The book has been sharply criticized by Muslim leaders.

"Pittelkow and Jespersen are Islam- bashers who show how acceptable it has become to attack Islam," said Imam Wahid Pedersen, a prominent Muslim leader who converted to Islam. "They are dangerous because by pushing the debate to the edges, they are making it harder for moderate Muslims in this country to find a middle ground."

Pittelkow strenuously rejects these arguments, saying that his critique is of Islamic radicalism, not of Islam itself. He also denies that the war in Iraq and other conflicts between the West and the Muslim world are the root causes of Muslim extremism. "Britain and France do not have tight immigration policies and they have a far more serious terrorist threat than we do," he said. "Germany has no troops in Iraq, yet it has been targeted by terrorists. Many things can be used a pretense to fight Western societies that Islamists hate."

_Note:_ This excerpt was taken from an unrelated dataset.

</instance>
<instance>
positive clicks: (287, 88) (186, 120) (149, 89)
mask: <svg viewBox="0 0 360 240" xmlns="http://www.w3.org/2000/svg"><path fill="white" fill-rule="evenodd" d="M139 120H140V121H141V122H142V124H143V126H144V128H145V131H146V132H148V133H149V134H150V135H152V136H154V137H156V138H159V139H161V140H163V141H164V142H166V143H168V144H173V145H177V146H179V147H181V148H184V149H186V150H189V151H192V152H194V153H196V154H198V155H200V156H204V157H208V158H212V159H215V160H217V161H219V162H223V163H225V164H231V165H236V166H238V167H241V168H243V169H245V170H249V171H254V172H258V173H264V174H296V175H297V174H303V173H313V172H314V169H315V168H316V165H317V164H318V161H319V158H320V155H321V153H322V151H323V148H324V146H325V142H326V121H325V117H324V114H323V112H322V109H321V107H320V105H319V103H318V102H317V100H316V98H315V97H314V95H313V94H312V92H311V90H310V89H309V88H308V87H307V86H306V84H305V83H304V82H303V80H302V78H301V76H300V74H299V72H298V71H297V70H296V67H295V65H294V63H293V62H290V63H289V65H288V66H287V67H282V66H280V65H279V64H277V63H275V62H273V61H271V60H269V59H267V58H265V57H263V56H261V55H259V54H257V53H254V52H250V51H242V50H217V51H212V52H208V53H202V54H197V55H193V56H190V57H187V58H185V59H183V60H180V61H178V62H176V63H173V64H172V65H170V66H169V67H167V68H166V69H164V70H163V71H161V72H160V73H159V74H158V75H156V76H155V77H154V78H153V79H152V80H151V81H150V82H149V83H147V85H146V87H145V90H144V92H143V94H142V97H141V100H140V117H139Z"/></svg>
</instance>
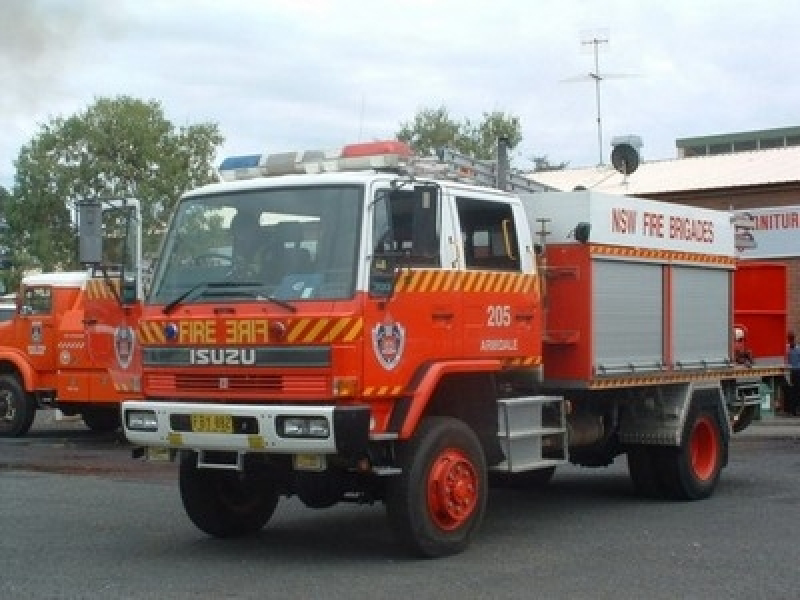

For many Muslims, the book's most incendiary passages are those comparing "Islamism" with Nazism and communism. But Pittelkow insists that all three movements have totalitarian impulses and seek to control people's lives. Islamists, he says, include not just terrorists but also include Muslims who seek to impose their values on Europe in the name of religion.

"If a woman doesn't wear a headscarf, the Islamists will exert maximum pressure and use the threat of violence to make sure that she does," he says. "It is that zealous attempt to apply Islamist principles that is as authoritarian as Nazism or communism."